Description: Select features from a given data set based upon a specified measure of feature quality. Usually you will also want to set the threshold for the measure you select using the -fthreshold option.
Usage: gist-fselect [options] <labels> <primary> <secondary>
Input:
- <labels> - a multi-column, tab-delimited file of classification labels. This file must contain exactly the same number of lines as the training data file. The first column contains labels, which must appear in the same order as in the primary data file (though this is not checked for by the program). The second and subsequent columns contain binary classifications for each label (1 for positive examples, -1 or 0 for negatives). The classification column used from this file is the first one by default; subsequent columns can be used by invoking the -useclassnumber option described below.
- <primary> - a tab-delimited matrix file containing strings in the first row and column, and floating point values in the rest of the matrix. Each row in the primary data file corresponds to one row in the label file.
- <secondary> - similar to <primary>. The two files must have the same number of features but may have different numbers of rows.
Output: Chooses a subset of features from the primary data matrix using a given quality metric. Writes to standard output a version of the secondary data matrix in which low-quality columns have been removed.
Options:
- -metric fisher|ttest|welch|mannwhitney|sam|tnom - Specify the metric used to evaluate individual features.
By default, features are scored using the Fisher criterion score.
- The Fisher criterion score is (m1 - m2)2 / (v1 + v2), where mi and vi are the mean and variance of the given feature in class i.
- The standard t-test is |m1 - m2| / sqrt((v/n1) + (v/n2)), where ni is the number of examples in class i, and v is the pooled variance across both classes. The score is reported as a negative log10 p-value.
- Welch's approximate t-test is |m1 - m2| / sqrt((v1/n1) + (v2/n2)). The score is reported as a negative log10 p-value.
- The Mann-Whitney test is a nonparametric test. The Student's t-test is used to break ties. The score is reported as a negative log10 p-value.

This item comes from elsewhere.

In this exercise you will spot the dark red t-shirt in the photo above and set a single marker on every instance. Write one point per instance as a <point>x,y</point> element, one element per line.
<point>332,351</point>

- The SAM metric is adapted from the "Signficance analysis of microarrays" method developed by Tusher et al (Proc Natl Acad Sci U S A 2001 Apr 24;98(9):5116-21). SAM uses the calculation method described in detail in the SAM user manual (Chu et al.). Our implementation of SAM is currently only partial, in that it only calculates the raw statistic for ranking genes, without calculation of error rates at particular score cutoffs.
- The threshold number of misclassifications (tnom) method is adapted from "Tissue Classification of Gene Expression Profiles" (Ben-dor et al., Journal of Computational Biology 7 pp 559-583 (200)). It is a nonparametric method based on "decision stumps". Our implementation of tnom is currently only partial in that only raw scores, not p-values, are calculated. This provides a ranking of the genes but cannot be used to determine error rates.
- -scores <file> - Write to the given file a two-column matrix containing the computed quality scores for each feature. The score is the Fisher score or the negative log10 of the t-test p-value.
- -useclassnumber <value> - If the class file contains multiple classes, use the class indicated by this number. The first column of class labels is column 1. If this option is omitted, the first column of classifications is used.
- -threshtype percent|number|value - Select different means of setting the feature selection threshold. The "percent" option chooses the top n% of the features. The "number" option chooses the top n features. The "value" option chooses features that score above n. The default setting is "percent".
- -fthreshold <value> - Set the threshold for feature selection. The default setting depends upon the threshold type: for "percent" and "number", the default is 10; for "value" it is 1.
- -rdb - Allow the program to read and create RDB formatted files, which contain an additional format line after the first line of text.
- -verbose 1|2|3|4|5 - Set the verbosity level of the output to stderr. The default level is 2.